This question is quite interesting because it highlights some of the common misconceptions about tides.
The animation from OSU shows their model results (not from a satellite as you mentioned, but from a model that assimilates satellite data) for the global tides for a day in 2010 a week removed from the full moon. The page can be easily access on the day of a full moon and it will provide you with a comparison from the animation posted with the question.
The two tidal bulges are a simple representation of the effects of the tide generating forces of the Moon on Earth. (https://en.wikipedia.org/wiki/File:Field_tidal.svg).
The resulting explanation of the tides is the Equilibrium Theory of the Tides that was first introduced by Newton in the Principia and provided the correct explanation for the tidal force but under the assumption that the planet was covered by a uniform ocean. The equilibrium theory considered the gravitational forces from the Sun and Moon but ignored important effects such as the rotation of Earth and the effects of continents, and could not explain the real ocean tides.

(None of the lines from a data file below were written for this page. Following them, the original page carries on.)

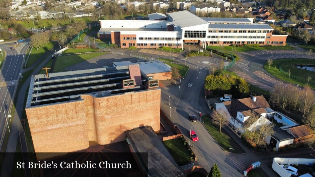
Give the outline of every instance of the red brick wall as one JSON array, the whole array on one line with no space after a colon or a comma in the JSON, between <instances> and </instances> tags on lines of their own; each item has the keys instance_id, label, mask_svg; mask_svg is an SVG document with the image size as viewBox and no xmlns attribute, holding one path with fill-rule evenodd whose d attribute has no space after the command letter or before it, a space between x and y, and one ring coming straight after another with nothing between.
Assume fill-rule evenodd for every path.
<instances>
[{"instance_id":1,"label":"red brick wall","mask_svg":"<svg viewBox=\"0 0 315 177\"><path fill-rule=\"evenodd\" d=\"M69 152L86 149L89 141L105 145L125 140L124 131L150 125L160 129L161 90L26 109L35 151Z\"/></svg>"}]
</instances>

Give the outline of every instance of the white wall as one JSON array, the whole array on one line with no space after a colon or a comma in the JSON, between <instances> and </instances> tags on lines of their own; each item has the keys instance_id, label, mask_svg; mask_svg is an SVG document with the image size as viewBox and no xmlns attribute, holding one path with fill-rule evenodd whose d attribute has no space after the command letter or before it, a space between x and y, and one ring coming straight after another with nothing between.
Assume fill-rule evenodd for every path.
<instances>
[{"instance_id":1,"label":"white wall","mask_svg":"<svg viewBox=\"0 0 315 177\"><path fill-rule=\"evenodd\" d=\"M101 28L166 28L168 21L100 20ZM123 26L122 27L122 26ZM144 26L146 27L145 27ZM162 26L161 27L161 26Z\"/></svg>"}]
</instances>

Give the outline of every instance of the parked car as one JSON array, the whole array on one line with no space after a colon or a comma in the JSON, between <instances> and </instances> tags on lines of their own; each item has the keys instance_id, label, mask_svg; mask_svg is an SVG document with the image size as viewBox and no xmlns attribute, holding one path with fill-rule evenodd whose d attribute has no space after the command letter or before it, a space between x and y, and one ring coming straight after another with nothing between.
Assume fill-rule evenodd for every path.
<instances>
[{"instance_id":1,"label":"parked car","mask_svg":"<svg viewBox=\"0 0 315 177\"><path fill-rule=\"evenodd\" d=\"M220 100L221 101L231 101L231 98L229 96L224 96L220 98Z\"/></svg>"},{"instance_id":2,"label":"parked car","mask_svg":"<svg viewBox=\"0 0 315 177\"><path fill-rule=\"evenodd\" d=\"M291 174L292 176L297 176L299 174L297 172L297 169L288 165L280 165L280 166L283 167L288 173Z\"/></svg>"},{"instance_id":3,"label":"parked car","mask_svg":"<svg viewBox=\"0 0 315 177\"><path fill-rule=\"evenodd\" d=\"M193 130L190 132L190 137L193 141L198 141L199 140L196 133Z\"/></svg>"},{"instance_id":4,"label":"parked car","mask_svg":"<svg viewBox=\"0 0 315 177\"><path fill-rule=\"evenodd\" d=\"M192 122L197 122L197 118L196 117L196 116L193 114L188 114L188 117L190 119L190 120L192 121Z\"/></svg>"}]
</instances>

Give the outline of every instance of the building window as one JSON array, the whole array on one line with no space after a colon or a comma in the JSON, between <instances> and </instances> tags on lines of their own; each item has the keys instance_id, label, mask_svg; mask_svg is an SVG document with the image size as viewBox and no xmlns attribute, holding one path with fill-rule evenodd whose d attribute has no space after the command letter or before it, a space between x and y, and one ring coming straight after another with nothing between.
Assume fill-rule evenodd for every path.
<instances>
[{"instance_id":1,"label":"building window","mask_svg":"<svg viewBox=\"0 0 315 177\"><path fill-rule=\"evenodd\" d=\"M206 31L185 31L184 37L187 38L197 38L206 37Z\"/></svg>"}]
</instances>

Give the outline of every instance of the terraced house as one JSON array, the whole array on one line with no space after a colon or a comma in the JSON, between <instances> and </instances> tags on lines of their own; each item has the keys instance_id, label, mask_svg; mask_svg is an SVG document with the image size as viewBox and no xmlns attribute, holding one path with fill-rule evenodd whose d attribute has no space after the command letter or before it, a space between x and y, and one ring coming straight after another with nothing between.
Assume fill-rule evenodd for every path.
<instances>
[{"instance_id":1,"label":"terraced house","mask_svg":"<svg viewBox=\"0 0 315 177\"><path fill-rule=\"evenodd\" d=\"M187 11L169 13L167 20L100 20L100 38L122 48L206 45L285 45L287 35L273 34L268 25L253 19L201 18Z\"/></svg>"}]
</instances>

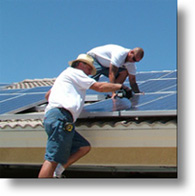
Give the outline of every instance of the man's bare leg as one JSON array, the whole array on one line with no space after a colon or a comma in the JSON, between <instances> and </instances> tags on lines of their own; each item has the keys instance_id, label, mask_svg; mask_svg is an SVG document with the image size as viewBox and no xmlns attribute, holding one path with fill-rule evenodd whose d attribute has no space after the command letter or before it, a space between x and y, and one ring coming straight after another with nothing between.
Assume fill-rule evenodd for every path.
<instances>
[{"instance_id":1,"label":"man's bare leg","mask_svg":"<svg viewBox=\"0 0 195 196\"><path fill-rule=\"evenodd\" d=\"M90 146L80 147L77 152L75 152L69 157L67 163L64 164L63 167L67 168L68 166L72 165L74 162L79 160L81 157L85 156L90 151L90 149L91 149Z\"/></svg>"},{"instance_id":2,"label":"man's bare leg","mask_svg":"<svg viewBox=\"0 0 195 196\"><path fill-rule=\"evenodd\" d=\"M83 157L84 155L86 155L89 151L90 151L91 147L90 146L85 146L85 147L80 147L79 150L72 154L67 163L64 165L61 165L60 163L58 164L58 166L56 167L56 170L54 172L54 177L60 177L61 174L64 172L64 170L70 166L71 164L73 164L74 162L76 162L77 160L79 160L81 157Z\"/></svg>"},{"instance_id":3,"label":"man's bare leg","mask_svg":"<svg viewBox=\"0 0 195 196\"><path fill-rule=\"evenodd\" d=\"M123 84L123 82L125 81L125 79L127 78L128 73L127 71L121 71L118 75L118 77L115 80L115 83L120 83Z\"/></svg>"},{"instance_id":4,"label":"man's bare leg","mask_svg":"<svg viewBox=\"0 0 195 196\"><path fill-rule=\"evenodd\" d=\"M53 178L53 173L57 167L57 164L58 163L56 162L50 162L50 161L45 160L41 167L38 177L39 178Z\"/></svg>"}]
</instances>

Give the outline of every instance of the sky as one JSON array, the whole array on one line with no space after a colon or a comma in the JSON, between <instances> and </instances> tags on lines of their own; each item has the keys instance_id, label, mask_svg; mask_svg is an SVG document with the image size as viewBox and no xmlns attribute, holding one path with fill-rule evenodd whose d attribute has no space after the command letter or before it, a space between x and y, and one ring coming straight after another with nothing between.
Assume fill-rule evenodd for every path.
<instances>
[{"instance_id":1,"label":"sky","mask_svg":"<svg viewBox=\"0 0 195 196\"><path fill-rule=\"evenodd\" d=\"M0 0L0 83L55 78L104 44L142 47L137 72L177 69L177 1Z\"/></svg>"}]
</instances>

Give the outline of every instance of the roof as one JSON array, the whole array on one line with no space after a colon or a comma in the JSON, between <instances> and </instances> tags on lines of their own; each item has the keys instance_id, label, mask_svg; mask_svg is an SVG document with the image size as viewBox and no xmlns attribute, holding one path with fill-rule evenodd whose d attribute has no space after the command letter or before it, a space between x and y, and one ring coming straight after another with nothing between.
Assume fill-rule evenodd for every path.
<instances>
[{"instance_id":1,"label":"roof","mask_svg":"<svg viewBox=\"0 0 195 196\"><path fill-rule=\"evenodd\" d=\"M154 74L156 74L155 77L162 77L165 76L165 78L167 77L167 75L176 75L175 71L162 71L162 72L140 72L138 73L138 83L142 84L143 81L142 78L142 74L145 73L145 78L150 78L151 76L153 76ZM153 76L154 77L154 76ZM155 77L152 80L155 80ZM148 79L145 79L148 80ZM32 88L36 88L36 87L51 87L53 85L53 83L55 82L55 78L45 78L45 79L26 79L23 80L21 82L18 83L13 83L13 84L9 84L4 86L4 88L0 89L0 90L10 90L10 89L32 89ZM174 87L175 88L175 87ZM170 93L170 91L166 91L168 93ZM44 92L45 93L45 92ZM165 93L165 92L162 92ZM172 93L172 91L171 91ZM20 111L20 114L17 114L17 112L15 114L6 114L6 115L1 115L0 116L0 129L6 129L6 128L24 128L24 127L31 127L31 128L36 128L36 127L43 127L42 126L42 119L43 119L43 115L44 115L44 108L46 106L47 101L44 100L43 102L37 102L37 105L33 105L32 107L30 107L29 109L24 108L23 111ZM99 103L99 102L98 102ZM93 104L92 104L93 105ZM94 106L94 107L98 107L98 106ZM32 113L34 112L34 113ZM164 110L163 110L164 112ZM21 114L22 113L22 114ZM144 118L139 116L140 113L150 113L146 111L128 111L126 113L123 112L124 116L121 117L120 114L121 112L119 111L119 113L117 112L117 115L113 115L115 112L109 112L108 116L106 116L106 118L101 118L102 117L102 113L94 113L90 111L88 112L88 115L81 115L80 119L78 119L77 121L77 125L81 125L80 122L82 122L82 124L86 125L87 127L93 127L94 125L97 126L105 126L107 125L111 125L111 126L116 126L118 124L121 124L122 126L155 126L155 124L172 124L172 125L176 125L176 116L177 113L176 112L168 112L166 116L161 115L161 113L159 113L159 115L157 115L156 117L151 117L149 116L145 116ZM139 115L136 116L136 113ZM83 113L85 114L85 112ZM111 116L110 116L111 114ZM119 115L118 115L119 114ZM172 115L170 115L172 114ZM89 118L90 115L93 118ZM38 116L38 118L37 118ZM84 117L82 117L84 116ZM138 118L139 116L139 118ZM84 119L84 120L83 120ZM88 119L87 122L85 122L85 119Z\"/></svg>"},{"instance_id":2,"label":"roof","mask_svg":"<svg viewBox=\"0 0 195 196\"><path fill-rule=\"evenodd\" d=\"M29 89L41 86L52 86L56 78L26 79L21 82L5 86L4 89Z\"/></svg>"}]
</instances>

Laplace proposed the Dynamic Theory of the Tides that also considered resonance effects, friction, and the natural periods of the ocean basins on Earth. Laplace's theory was able to predict the tides with relative accuracy and also predicted the occurrence of amphidromic points, where the tide was zero for an specific constituents. The presence of amphidromic points can be easily visualized in the animation provided.
The main constituent of the tide ($M_2$) goes around these amphidromic points and is the main effect that can be observed in the animation. The tides therefore do not move from east to west or the other way around but rather propagate around these amphidromic points. The real tides are thus more complex than the simplify ocean bulge diagram as they are affected by the presence of the continents. The ocean bulges reflect on the shorelines creating resonant motions and standing waves. Standing waves have regions of high amplitude variation (antinodes) and regions of zero amplitude variation (nodes). So, it's not surprising that we see places where the tides are nearly zero in the ocean.
Also, coastal topography can intensify the tidal height fluctuations. In fact, these effects are usually greater than the tidal bulges would be in a stationary Earth-Moon system. While the height of the tide in the equilibrium tidal theory is less than half a meter, the inclusion of the continents and coastal topography results in tides up to 17 meters in some regions.
Going back to "fact" that the "there is not a single moment of the day when there is an elevation ahead of the moon", the difference between the passing of the Moon and the bulges due to frictional effects on Earth is minimal. In fact, the angle is only 3°, so the tides are late by about 12 minutes, which clearly is not something you can visualize in the animation or in the image provided.